Le 12 mai, une vaste attaque informatique a paralysé de nombreux sites dans le monde entier. En tout, 200 000 victimes, la plupart des entreprises, et près de 150 pays ont été touchés. Le Liban ne fait pas exception :
la Banque centrale semble avoir, elle aussi, subi une attaque du virus WannaCry. Des informations ont même fait état d’un arrêt de ses services Intranet. Ce qu’a nié ensuite la BDL. Entretien avec Christian Karam, directeur des services de cyberrenseignements de la banque d’investissements UBS AG.

Qu’est-il arrivé à la Banque du Liban exactement ?
On attend toujours des précisions : on ne sait pas si la Banque centrale a été directement touchée par l’attaque ou bien si les perturbations signalées relevaient des mesures de protection, que la banque a déployées, pour prévenir tout incident. Dans un premier cas, cela signifie que le virus a infecté le réseau informatique de la Banque centrale avec succès, bloquant a minima certains de ses ordinateurs. Dans le second cas, cela veut dire que la BDL s’est rendu compte de sa vulnérabilité face à la propagation du virus, son équipe fermant alors plusieurs services Internet afin de protéger ses actifs.
Comment la BDL a-t-elle réussi à protéger ses services, selon vous ?

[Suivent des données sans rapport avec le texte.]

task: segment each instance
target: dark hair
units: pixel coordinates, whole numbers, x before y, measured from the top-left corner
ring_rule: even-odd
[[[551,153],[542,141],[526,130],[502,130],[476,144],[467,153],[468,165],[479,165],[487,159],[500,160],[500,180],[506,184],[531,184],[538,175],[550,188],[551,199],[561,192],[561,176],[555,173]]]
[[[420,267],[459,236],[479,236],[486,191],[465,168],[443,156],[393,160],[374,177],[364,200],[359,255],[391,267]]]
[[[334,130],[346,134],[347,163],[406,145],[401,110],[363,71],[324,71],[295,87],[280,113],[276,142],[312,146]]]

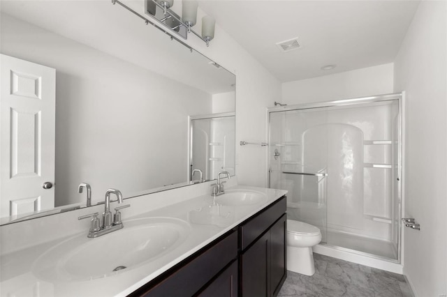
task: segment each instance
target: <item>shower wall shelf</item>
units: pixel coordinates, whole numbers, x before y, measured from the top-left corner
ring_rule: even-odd
[[[253,144],[255,146],[266,146],[268,145],[268,144],[266,142],[242,142],[242,141],[241,141],[240,144],[241,146],[244,146],[247,144]]]
[[[370,163],[363,163],[363,166],[368,168],[385,168],[385,169],[392,169],[393,165],[390,164],[370,164]]]
[[[393,140],[364,140],[364,145],[369,144],[393,144]],[[397,144],[397,142],[394,142],[395,144]]]
[[[277,142],[272,144],[275,146],[300,146],[300,142]]]

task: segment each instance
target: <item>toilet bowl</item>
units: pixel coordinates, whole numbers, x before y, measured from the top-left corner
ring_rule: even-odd
[[[287,270],[306,275],[315,273],[312,247],[321,241],[320,229],[305,222],[287,220]]]

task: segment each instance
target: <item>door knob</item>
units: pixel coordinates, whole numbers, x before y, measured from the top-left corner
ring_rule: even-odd
[[[51,189],[52,187],[53,184],[49,181],[45,181],[45,183],[43,183],[43,185],[42,185],[42,188],[45,190]]]

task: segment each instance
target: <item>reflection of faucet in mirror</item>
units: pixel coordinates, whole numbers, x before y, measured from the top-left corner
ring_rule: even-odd
[[[87,190],[87,206],[91,206],[91,187],[90,187],[90,185],[89,185],[87,183],[80,183],[79,186],[78,187],[78,192],[79,194],[82,194],[82,190],[84,190],[84,188],[85,188],[85,189]]]
[[[225,190],[224,190],[224,184],[226,183],[226,181],[221,182],[221,174],[224,174],[226,177],[230,178],[230,172],[226,171],[221,171],[217,173],[217,184],[213,184],[212,191],[211,192],[211,195],[213,197],[220,196],[222,194],[225,194]]]
[[[193,173],[191,174],[191,177],[194,176],[194,174],[196,172],[198,172],[200,174],[199,180],[198,181],[191,181],[193,182],[193,183],[203,182],[203,172],[202,172],[202,170],[200,170],[200,169],[194,169],[194,170],[193,170]],[[192,179],[192,178],[191,178],[191,179]]]
[[[118,190],[108,189],[105,191],[105,201],[104,213],[103,213],[103,228],[108,229],[112,227],[112,212],[110,212],[110,193],[118,197],[118,203],[123,203],[123,195]]]
[[[123,195],[118,190],[108,189],[105,192],[105,201],[104,206],[104,213],[103,213],[103,224],[101,225],[100,220],[98,218],[98,213],[91,213],[90,215],[82,215],[78,218],[78,220],[92,218],[90,223],[90,230],[87,237],[95,238],[101,235],[107,234],[113,231],[122,229],[123,223],[121,221],[121,213],[119,210],[129,207],[130,204],[124,205],[122,206],[115,207],[115,213],[113,216],[113,222],[112,222],[112,213],[110,212],[110,194],[115,194],[118,197],[118,203],[123,203]]]

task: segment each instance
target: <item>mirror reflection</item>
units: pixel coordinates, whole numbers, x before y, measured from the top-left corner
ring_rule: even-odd
[[[215,179],[220,171],[235,174],[234,112],[191,117],[191,180]]]
[[[235,174],[231,73],[109,1],[2,1],[1,13],[1,223],[85,206],[87,185],[92,204],[110,188],[187,185],[193,160],[207,160],[203,179]],[[190,119],[231,112],[193,151]]]

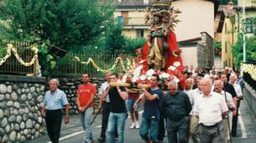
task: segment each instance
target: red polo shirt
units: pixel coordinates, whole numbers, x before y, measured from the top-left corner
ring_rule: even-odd
[[[91,94],[96,93],[96,88],[93,84],[89,82],[86,85],[80,86],[77,90],[77,92],[80,96],[80,98],[79,99],[80,102],[80,106],[83,107],[89,101]],[[94,101],[89,106],[93,107]]]

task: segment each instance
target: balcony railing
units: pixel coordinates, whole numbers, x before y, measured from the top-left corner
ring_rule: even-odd
[[[148,23],[145,23],[144,17],[118,17],[118,22],[120,23],[123,23],[123,25],[148,25]]]

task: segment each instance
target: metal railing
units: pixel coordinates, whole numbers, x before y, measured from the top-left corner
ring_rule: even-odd
[[[0,59],[7,54],[7,43],[11,43],[17,49],[18,56],[25,62],[30,62],[33,57],[33,52],[30,50],[32,43],[8,41],[0,44]],[[15,57],[13,52],[6,62],[0,66],[0,74],[15,74],[15,75],[35,75],[36,65],[30,67],[22,65]]]

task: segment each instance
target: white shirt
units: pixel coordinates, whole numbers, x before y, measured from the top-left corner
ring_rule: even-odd
[[[101,96],[102,93],[104,93],[105,91],[105,90],[107,89],[107,87],[109,86],[109,82],[105,81],[104,83],[101,84],[100,91],[99,91],[99,94]],[[109,95],[106,96],[106,97],[105,99],[103,99],[105,102],[110,102]]]
[[[208,96],[203,95],[197,98],[193,112],[199,116],[199,123],[213,126],[223,120],[222,113],[228,110],[224,98],[212,91]]]
[[[240,85],[235,83],[233,85],[233,86],[234,87],[235,91],[236,91],[236,93],[237,93],[237,96],[243,96],[243,92],[242,92],[242,89],[241,89],[241,86]]]

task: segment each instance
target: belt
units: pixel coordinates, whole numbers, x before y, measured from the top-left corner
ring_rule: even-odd
[[[56,109],[56,110],[46,110],[48,112],[57,112],[57,111],[62,111],[61,109]]]
[[[212,125],[212,126],[205,126],[205,125],[203,125],[202,123],[200,123],[200,125],[202,125],[202,126],[207,126],[207,127],[211,128],[211,127],[215,127],[215,126],[217,126],[219,123],[220,123],[220,122],[216,123],[216,124]]]

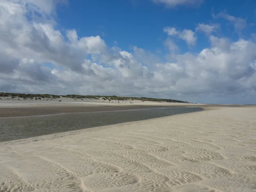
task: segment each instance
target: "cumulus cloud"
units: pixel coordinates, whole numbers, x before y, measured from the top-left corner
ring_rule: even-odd
[[[204,23],[198,23],[195,28],[195,31],[197,32],[202,32],[204,33],[207,35],[209,35],[213,32],[219,28],[218,25],[208,25]]]
[[[210,98],[232,95],[237,102],[245,102],[243,96],[256,95],[256,44],[253,41],[232,41],[209,35],[209,47],[178,54],[171,38],[193,45],[195,33],[166,27],[170,38],[165,44],[172,55],[163,61],[141,48],[134,47],[130,52],[109,47],[99,36],[79,37],[74,29],[58,30],[51,16],[56,1],[50,1],[48,8],[38,2],[31,8],[31,2],[0,1],[0,91],[198,102],[198,98],[210,102]],[[35,12],[36,18],[28,18],[28,12]]]
[[[177,31],[175,27],[166,27],[163,31],[170,36],[177,36],[178,38],[185,41],[189,45],[195,45],[197,38],[195,33],[189,29],[183,29],[182,31]]]
[[[167,7],[174,7],[179,6],[191,6],[200,4],[203,0],[152,0],[158,3],[163,3]]]

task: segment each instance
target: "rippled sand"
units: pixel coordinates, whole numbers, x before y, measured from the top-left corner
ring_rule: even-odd
[[[0,143],[0,191],[256,191],[256,108],[209,109]]]

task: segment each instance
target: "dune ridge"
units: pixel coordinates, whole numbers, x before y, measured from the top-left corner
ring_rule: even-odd
[[[256,108],[0,143],[0,192],[256,191]]]

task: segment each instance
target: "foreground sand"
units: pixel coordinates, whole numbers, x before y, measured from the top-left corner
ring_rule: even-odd
[[[0,143],[0,191],[256,191],[256,108]]]

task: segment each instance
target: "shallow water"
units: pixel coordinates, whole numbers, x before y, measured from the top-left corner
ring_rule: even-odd
[[[2,118],[0,142],[202,110],[174,107]]]

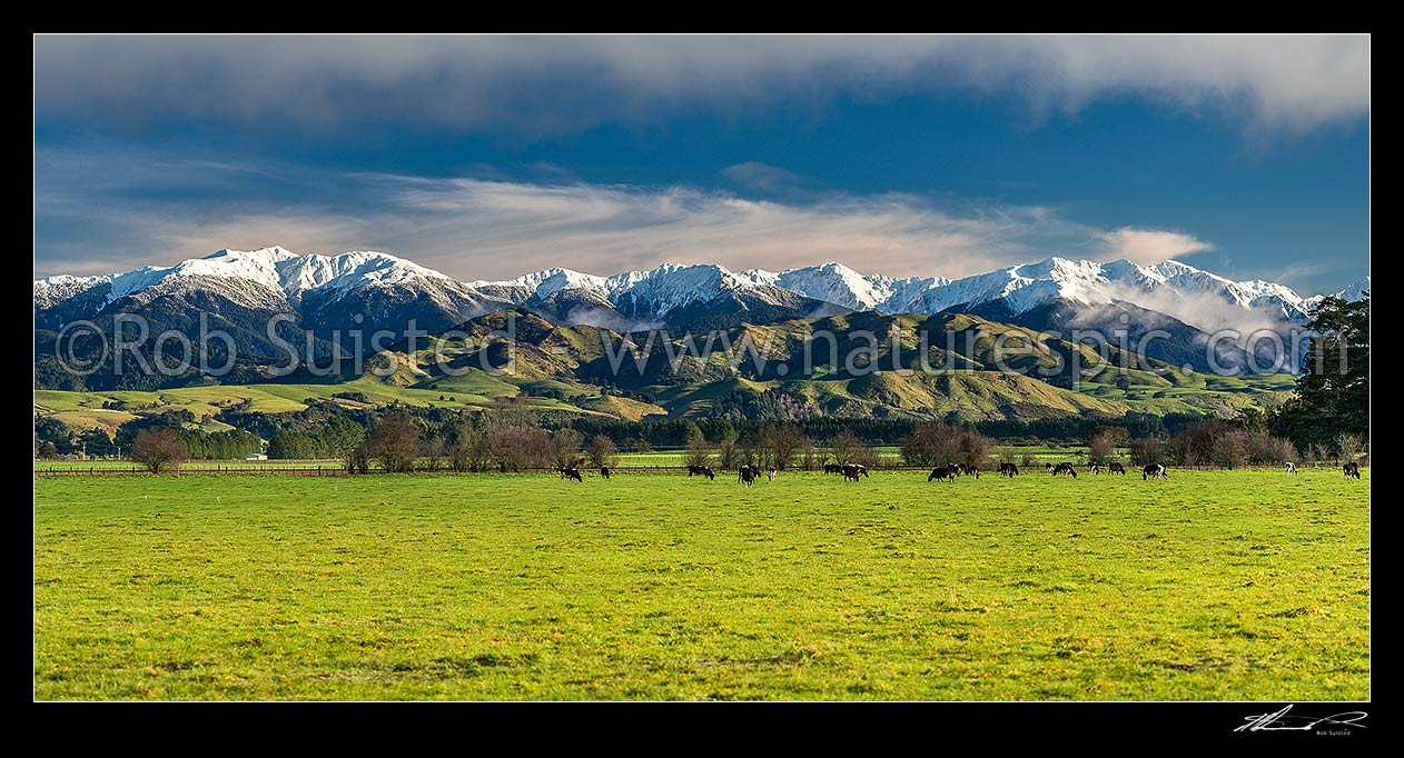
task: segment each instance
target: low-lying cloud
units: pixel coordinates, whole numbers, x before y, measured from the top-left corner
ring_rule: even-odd
[[[69,160],[84,159],[45,156],[44,175],[62,175],[49,163]],[[101,171],[100,156],[86,160]],[[140,181],[164,187],[163,170],[184,181],[226,171],[153,163]],[[278,171],[250,173],[251,181],[265,173]],[[382,250],[463,281],[550,267],[615,274],[719,262],[779,271],[830,260],[863,272],[955,278],[1049,255],[1154,262],[1207,247],[1178,232],[1098,229],[1045,206],[952,208],[910,194],[809,192],[782,202],[694,187],[279,175],[292,188],[261,204],[190,202],[170,192],[133,199],[121,188],[88,191],[66,180],[49,192],[39,182],[35,223],[73,232],[62,247],[35,250],[35,274],[105,274],[275,243],[303,253]],[[303,192],[298,182],[336,191]]]

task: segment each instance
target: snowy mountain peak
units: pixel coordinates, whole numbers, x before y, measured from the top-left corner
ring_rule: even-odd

Si la BDL a réellement été forcée de bloquer une partie de ses serveurs, je n’appellerai pas cela un succès… D’autant que si c’est la seconde hypothèse qui se confirme, à savoir la déconnexion des serveurs e-mails de la banque, cette action était complètement inutile ! Nous savons aujourd’hui que 99 % des ordinateurs infectés ne l’ont pas été via des e-mails. Le seul vecteur de propagation confirmé à ce jour est le système de partage de ressources sur des réseaux locaux avec des PC sous Windows, ce qu’on appelle le SMB. De fait, si la BDL avait voulu bloquer quelque chose, cela aurait dû être son accès Internet !
Dans le monde, peu de banques ont été affectées par le virus. Comment l’expliquez-vous ?
Une seule stratégie : la mise en place régulière des correctifs de sécurité. Grâce à cela, les principales banques d’investissements à l’image de JPMorgan, Bank of America, Credit Suisse, Barclays, HSBC, Morgan Stanley n’ont ainsi pas été impactées. La plupart d’entre elles ont utilisé le correctif fourni par Microsoft en mars dernier dès sa publication.
Selon vous, la protection des systèmes d’information est-elle suffisamment prise au sérieux par la Banque centrale ?
Non, hélas. Par le passé, j’ai assumé les fonctions de directeur du département de “cyberrecherche” d’Interpol. En tant qu’expert, j’ai souvent évoqué la nécessité d’une cyberprotection avec les autorités libanaises. Mais j’ai toujours été confronté à une forme de déni, faute, je crois, d’une réelle compréhension de ce que signifie protéger un système d’information. Le Liban, en la matière, manque de maturité : la sécurité est vue comme un “coût” et non comme une nécessité sur laquelle on ne saurait transiger.